Wednesday, March 22, 2017


Summary: Li-yan and her family align their lives around the seasons and the farming of tea. There is ritual and routine, and it has been ever thus for generations. Then one day a jeep appears at the village gate—the first automobile any of them have seen—and a stranger arrives.

In this remote Yunnan village, the stranger finds the rare tea he has been seeking and a reticent Akha people. In her biggest seller, Snow Flower and the Secret Fan, See introduced the Yao people to her readers. Here she shares the customs of another Chinese ethnic minority, the Akha, whose world will soon change. Li-yan, one of the few educated girls on her mountain, translates for the stranger and is among the first to reject the rules that have shaped her existence. When she has a baby outside of wedlock, rather than stand by tradition, she wraps her daughter in a blanket, with a tea cake hidden in her swaddling, and abandons her in the nearest city.

After mother and daughter have gone their separate ways, Li-yan slowly emerges from the security and insularity of her village to encounter modern life while Haley grows up a privileged and well-loved California girl. Despite Haley’s happy home life, she wonders about her origins; and Li-yan longs for her lost daughter. They both search for and find answers in the tea that has shaped their family’s destiny for generations.

Review: Someone once asked after watching Jeopardy with me why do I know such random things. My answer was that I loved to read. More than that, I love reading and learning new things, so Lisa See's latest was right on time. Coffee is too strong for my palate, but I love good tea. After reading The Tea Girl of Hummingbird Lane, I know that what I'm drinking these days doesn't even begin to compare with what's found in the mountains of China.

I typically appreciate the care See takes with her major and minor characters, their surroundings and their story lines. I loved the way she delved into Li-yan's story from her time in the remote mountains to her adventure to the big city. Her rise and fall are written about in great detail so I found it easy to invest in her character.

On the other side of the coin was Haley, the daughter Li-yan gave up for adoption.

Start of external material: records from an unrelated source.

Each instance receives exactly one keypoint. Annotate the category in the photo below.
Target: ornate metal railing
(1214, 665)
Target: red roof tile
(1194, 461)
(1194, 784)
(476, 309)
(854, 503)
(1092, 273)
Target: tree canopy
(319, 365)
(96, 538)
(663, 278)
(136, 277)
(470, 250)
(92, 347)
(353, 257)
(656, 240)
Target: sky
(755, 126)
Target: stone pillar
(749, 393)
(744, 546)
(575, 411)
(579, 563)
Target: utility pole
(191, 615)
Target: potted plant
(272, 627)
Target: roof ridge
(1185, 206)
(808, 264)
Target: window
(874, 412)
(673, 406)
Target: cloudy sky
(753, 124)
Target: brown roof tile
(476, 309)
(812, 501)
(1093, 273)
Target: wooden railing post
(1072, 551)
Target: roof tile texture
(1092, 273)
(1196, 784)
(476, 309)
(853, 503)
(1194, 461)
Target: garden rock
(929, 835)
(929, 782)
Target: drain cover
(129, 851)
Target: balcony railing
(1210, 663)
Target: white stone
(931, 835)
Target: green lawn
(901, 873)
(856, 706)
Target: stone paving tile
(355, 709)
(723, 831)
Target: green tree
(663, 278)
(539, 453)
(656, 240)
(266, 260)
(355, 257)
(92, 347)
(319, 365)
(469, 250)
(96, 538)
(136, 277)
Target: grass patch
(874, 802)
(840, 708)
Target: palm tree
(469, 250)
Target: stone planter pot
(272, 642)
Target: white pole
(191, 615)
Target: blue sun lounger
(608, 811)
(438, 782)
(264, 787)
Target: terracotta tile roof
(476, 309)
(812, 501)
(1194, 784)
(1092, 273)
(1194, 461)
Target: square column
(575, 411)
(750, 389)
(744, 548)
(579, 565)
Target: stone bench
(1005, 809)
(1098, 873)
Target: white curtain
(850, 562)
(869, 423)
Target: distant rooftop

I never really got into her story and found it to be a bit of a distraction from what I considered the real story, Li-yan's journey. Perhaps it was her Americanized life, but it never quite clicked for me.

Regardless, there is much to be learned from all of Lisa See's books and The Tea Girl is no exception. It's an engrossing story that had me sucked in from the beginning and stayed with me well after I finished reading it. Fans and newcomers to See's writing will certainly enjoy it.

384 p.
Published: March 2017
Disclaimer: Copy of book received from publisher; opinions are my own.